On November 2nd at the United Nations Climate Change Conference (known as COP26), over 100 world leaders, including Prime Minister Justin Trudeau, pledged to end and reverse deforestation by 2030. Nature-based climate solutions, such as protecting and restoring forests, are premised on working with nature to meet our climate and biodiversity targets.
Old growth forests are an example of a natural climate solution due to their ability to store large amounts of carbon. They are characterized by the presence of trees over 150 years old, high species diversity and lack of human disturbance. Yet, today, in Ontario and worldwide, many old-growth forests are unprotected and becoming increasingly rare.
The commitment to stop deforestation by 2030 is welcomed. However, for the preservation of our old-growth forests, it is critical that we act now to protect these vital ecosystems rather than delay action for another nine years.
Examples of Ontario’s unprotected old-growth forests
The Catchacoma old-growth Forest, located in northern Peterborough County, Ontario, is considered the largest tract of old-growth eastern hemlock in Canada. At least 226 species have been identified here, including species at risk, such as the Algonquin wolf, Blanding’s turtle, and the monarch butterfly. The forest is currently open to logging.
Near Sudbury, Ontario, Wolf Lake Forest Reserve is another forest home to 300-year-old trees. It is considered the largest intact old-growth red pine forest in North America. The forest is currently protected from logging but open to mining and mineral exploration.
Three reasons why protecting Ontario’s old-growth forests is critical for combating climate change:
Old-growth forests store more carbon than managed forests. In Ontario, unmanaged old-growth boreal forests store 38% more carbon than forests that are managed using clear-cut harvesting methods.

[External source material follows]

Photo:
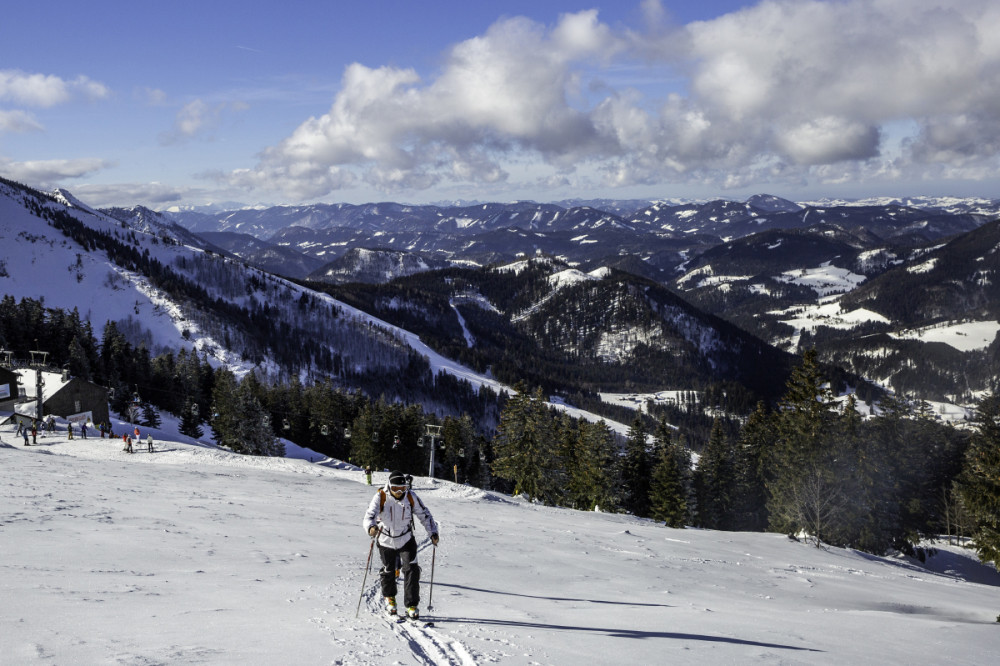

Old-growth forests emit carbon when they’re cut down. Young forests are often planted to replace old-growth forests that were previously harvested. When old-growth forests are cut down, they create a carbon debt that takes centuries to restore.
When we protect old-growth forests, we all benefit
Protecting old-growth forests is a nature-based climate solution with numerous benefits. According to a study by Nature United, improving the management of Canada’s forests, which involves protecting old-growth forests, can mitigate 7.9 megatonnes of greenhouse gases per year in 2030. To put this into context, 7.9 megatonnes is equivalent to powering two million Canadian homes for an entire year. Additionally, the protection of Ontario’s old-growth forests provides threatened species like the cerulean warbler and the Algonquin wolf a chance for survival.
We must prioritize the conservation and protection of Ontario’s old-growth forests. Climate action cannot wait.